Disons nous et disons à nos enfants que tant qu'il restera un esclave sur la surface de la Terre, l'asservissement de cet homme est une injure permanente faite à la race humaine toute entière

Victor Schoelcher

 

 

Devenu populaire dans toutes les Antilles, Victor Schoelcher revendiqua aussi l’application du droit commun et même la départementalisation pour les quatre colonies (Martinique, Guadeloupe, Guyane et la Réunion), mais il échoua sur cette question (les quatre colonies ne deviendront des départements qu’en 1946). 

L'économie de la Guadeloupe est dans une situation catastrophique.

Le tremblement de terre de 1843 à la Guadeloupe a dévasté un grand nombre d' habitations sucrières.

Émancipés les anciens esclaves fuient les plantations.

Pour palier au manque de main d'œuvre dans la plupart des plantations,  le II ème Empire de Napoléon III substitut à l'esclavage, un régime de travail coercitif faisant appel aux travailleurs africains.

C'est ainsi qu'en 1852, on fit appel à l'immigration des Congos : 6000 à la Guadeloupe.

Sous le coup des lois coercitives, les anciens esclaves reviennent dans les plantations pour devenir de simples ouvriers miséreux.

A partir de 1861, l'immigration indienne prend le relais : 45000 à la Guadeloupe.

Afin d'aider l'économie à redémarrer, le gouvernement de Napoléon III accorde aux anciens propriétaires d'esclaves une indemnité égale au tiers de la valeur de leurs anciens esclaves.

Cela ne suffit pas pour sauver la plupart des békés. 

Dépendant des nouvelles banques locales (Banque de la Guadeloupe créée en 1851, Crédit foncier colonial créé en 1863), ils sont maintenant relégués comme simples fournisseurs des "usines centrales", chargées uniquement de broyer la canne, ce qui impose le regroupement des plantations.

Celles-ci occupent plus de la moitié de l'île.

A la fin du XIX ème siècle, Chinois, Libanais, syriens, majoritairement commerçants, viendront compléter cette mosaïque de population.

Sous la III ème République (1871) la Guadeloupe et la Martinique se voient à nouveau attribuer une représentation à l'Assemblée Nationale.

 

Le rhum au secours de la Guadeloupe.

 

Avec la République, la démocratie fait de grandes avancées.

Grâce au suffrage universel, le pouvoir politique revient aux mains des Noirs et des Métis. 

1871 : la Guadeloupe est représentée au Parlement Français par Hégésippe LEGITIMUS, premier député guadeloupéen.

Sur le front de l'économie la situation se détériore.
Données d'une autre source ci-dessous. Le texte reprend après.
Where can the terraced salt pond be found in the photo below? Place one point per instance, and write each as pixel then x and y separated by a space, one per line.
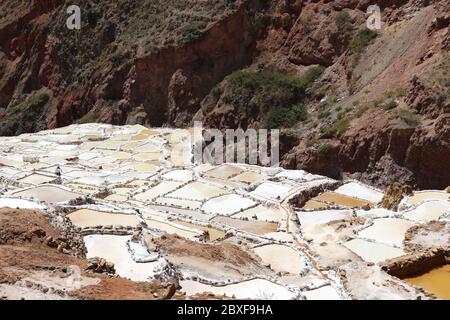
pixel 244 208
pixel 157 191
pixel 322 293
pixel 263 213
pixel 36 179
pixel 197 191
pixel 355 189
pixel 341 200
pixel 311 218
pixel 252 289
pixel 86 218
pixel 436 281
pixel 281 258
pixel 114 249
pixel 271 190
pixel 255 227
pixel 19 203
pixel 428 211
pixel 227 204
pixel 224 172
pixel 172 228
pixel 48 193
pixel 372 251
pixel 390 231
pixel 427 195
pixel 214 234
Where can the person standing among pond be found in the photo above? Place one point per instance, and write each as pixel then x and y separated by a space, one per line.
pixel 58 173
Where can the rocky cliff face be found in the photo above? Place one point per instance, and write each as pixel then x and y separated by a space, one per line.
pixel 351 102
Suite à  des spéculations hasardeuses des raffineurs métropolitains, le cours du sucre baisse de moitié entre 1882 et 1899.

Les planteurs sont pour la plupart contraints à vendre leurs terres aux industriels.

Ces derniers vont progressivement abandonner la production de sucre pour se convertir dans la production de rhum.